Some of the things to consider when dealing with future negative development include the right to offset against notes outstanding, and the value of lost business (whether due to competitive situations, or lack of markets). Misrepresentations made by the seller should be dealt with, too.


Adjustable Servicing Compensation


If the commission volume realized after the sale is considerably less than presented, the seller's compensation can be adjusted by use of a sliding compensation scale built into the seller's employment contract.


The ability to adjust seller servicing compensation should not be overlooked. In many cases, the compensation level is a significant continuing expenditure to the buyer and can easily look excessive if the serviced book of business experiences significant attrition.

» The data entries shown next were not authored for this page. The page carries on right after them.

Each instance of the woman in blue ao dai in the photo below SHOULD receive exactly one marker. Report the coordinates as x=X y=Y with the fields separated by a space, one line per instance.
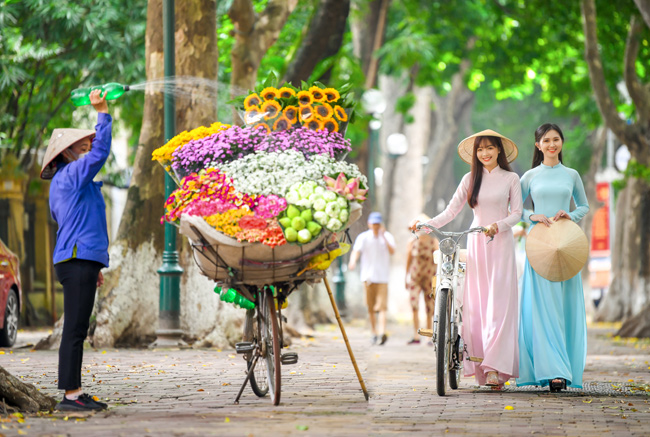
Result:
x=552 y=328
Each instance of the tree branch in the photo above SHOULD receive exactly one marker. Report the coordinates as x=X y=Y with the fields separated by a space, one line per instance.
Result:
x=644 y=8
x=640 y=95
x=603 y=99
x=323 y=39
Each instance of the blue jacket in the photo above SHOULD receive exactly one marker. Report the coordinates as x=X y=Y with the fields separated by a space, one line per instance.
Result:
x=77 y=204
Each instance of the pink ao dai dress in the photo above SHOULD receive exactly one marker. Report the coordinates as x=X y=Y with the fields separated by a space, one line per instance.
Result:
x=490 y=308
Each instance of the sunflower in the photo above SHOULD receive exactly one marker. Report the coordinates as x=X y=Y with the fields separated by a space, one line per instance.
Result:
x=317 y=93
x=252 y=100
x=270 y=109
x=291 y=112
x=270 y=93
x=331 y=95
x=331 y=125
x=253 y=115
x=305 y=98
x=340 y=113
x=285 y=92
x=324 y=111
x=282 y=123
x=306 y=113
x=263 y=126
x=314 y=124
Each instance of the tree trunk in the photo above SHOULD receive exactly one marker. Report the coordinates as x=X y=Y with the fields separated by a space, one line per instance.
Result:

Again, the ability to adjust is important if the total acquisition package was constructed around a specific amount of gross commission income to be realized after the sale. However, in assessing the amount of gross commission income expected, the purchaser must recognize the normal attrition associated with the sale of a book of business and of the reaction of key clients who are loyal to the seller only while he or she continues to own the business.


Post-Closing Adjustments


A useful mechanism for dealing with positive and negative development is a post-closing adjustment, which should be spelled out in the purchase agreement. It allows the transaction to be adjusted financially for a specified period before the closing of the transaction, because of increases or decreases in the book of business.


The typical period for a post-closing adjustment or look back is one year. This lets the book go through a full renewal cycle, in which time questionable accounts are likely to be lost and prospective accounts can be courted and closed by the seller.


To conclude, the purchase of an agency is a business decision. In making a business decision, the principals should expect to assume some level of risk. If one's goal is to be successful in the acquisition process, trying to eliminate risk completely is unrealistic; besides, any competitors out there are usually willing to assume risk.


By using some adjustment mechanisms and accepting some risk, agency purchasers will have a higher degree of success in the acquisition process.